This one pot pasta recipe will change dinner forever. Cooking everything, including the pasta, in the same pot is fun and time saving. Browning the onion, garlic and rosemary will release the full aromatic potential of these ingredients and forms the base for building other flavours with mushroom, stock, mustard and cheese. Share the moment you plate it #youplateit
Fresh and local ingredients sourced from WA farms and local Perth suppliers.
Get startedPrepare Ingredients:
Wash the fresh produce. Slice the mushrooms, about 3 mm thin.

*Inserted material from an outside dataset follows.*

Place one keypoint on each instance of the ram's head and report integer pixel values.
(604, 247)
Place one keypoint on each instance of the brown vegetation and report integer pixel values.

Peel and thinly slice ¾ of the onion (you will have left over) into about 0.5 cm slices. Peel and thinly slice the garlic. Pick the rosemary leaves; discard stems and roughly chop the leaves.
Cook Onion, Garlic & Rosemary:
Heat oil in a large pot (or high sided pan) on medium heat. Add the sliced onion, garlic and about 1 Tbs of chopped rosemary. Sauté until golden brown, about 2 minutes.
Add Mushrooms & Soy Sauce:
Add the mushrooms and soy sauce. Stir and cook until soft, about 4 to 5 minutes.
Add Ingredients:
Add 1 cup water, the stock concentrate, milk, mustard and ½ of the parmesan to the mushrooms. Mix well to combine. Cover the pan with a lid, increase the heat and bring to a boil. Remove lid and add pasta, stirring and gently seperating.
Simmer Pasta:
Lower the heat and let simmer for 3-4 minutes (depending on how al dente/soft you want the pasta to be). (Tip: You also want to reduce the liquid so that it thickens to a sauce. If the pasta is cooked before the liquid is reduced, set aside and cover the pasta to keep warm, then increase the heat to reduce the remaining liquid. Once reduced to a thicker sauce, move to step 6.)
You Plate It:
Just before pasta is cooked, to the pot, add chili flakes, (to taste) and a few handfuls of spinach. Continue cooking until spinach is wilted. Divide pasta and creamy sauce between bowls and serve with remaining parmesan. Enjoy!